La «Dollard-mania»

Buste de Dollard des Ormeaux, plâtre peint. Vers 1923. CRLG, Fonds Lionel-Groulx (P1/Y, 286). Photo : James Gauthier.

Buste de Dollard des Ormeaux, plâtre peint. Vers 1923. CRLG, Fonds Lionel-Groulx (P1/Y, 286). Photo : James Gauthier.
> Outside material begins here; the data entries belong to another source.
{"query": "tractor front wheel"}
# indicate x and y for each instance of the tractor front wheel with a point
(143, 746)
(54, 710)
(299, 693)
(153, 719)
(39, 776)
L’histoire de Dollard des Ormeaux, jeune commerçant intrépide fauché avec ses compagnons en tentant de repousser les Iroquois sur l’Outaouais, aurait pu passer inaperçue dans l’histoire de la Nouvelle-France si ce n’eût été de quelques intellectuels à la recherche de héros pour la patrie. En 1660, dix-sept Français et leurs alliés hurons et algonquins interceptent un groupe d’Iroquois chargés de fourrures, qui mettent en péril le réseau commercial de la jeune et fragile colonie, et par là même son existence. Décimés au Long-Sault par leurs ennemis trop nombreux (700), leur histoire sera connue grâce à un survivant huron. En 1910, le milieu journalistique saisit l’occasion du 250e anniversaire pour proposer une commémoration. Cette idée sera reprise avec vigueur par Lionel Groulx, Le Devoir et plusieurs associations patriotiques. On fera de Dollard le défenseur de la civilisation face à la barbarie. À partir de 1918, Groulx est l’animateur d’un véritable culte autour de Dollard : il organise des pèlerinages historiques au Long-Sault, où un monument vient d’être élevé, fait fabriquer des « roses de Dollard » que l’Action française vend, imprime la figure de son héros en couverture de la revue. Une véritable industrie se développe autour du héros sacré. Cet enthousiasme perdra de la vigueur à la fin des années 1920, mais renaîtra épisodiquement au cours du siècle.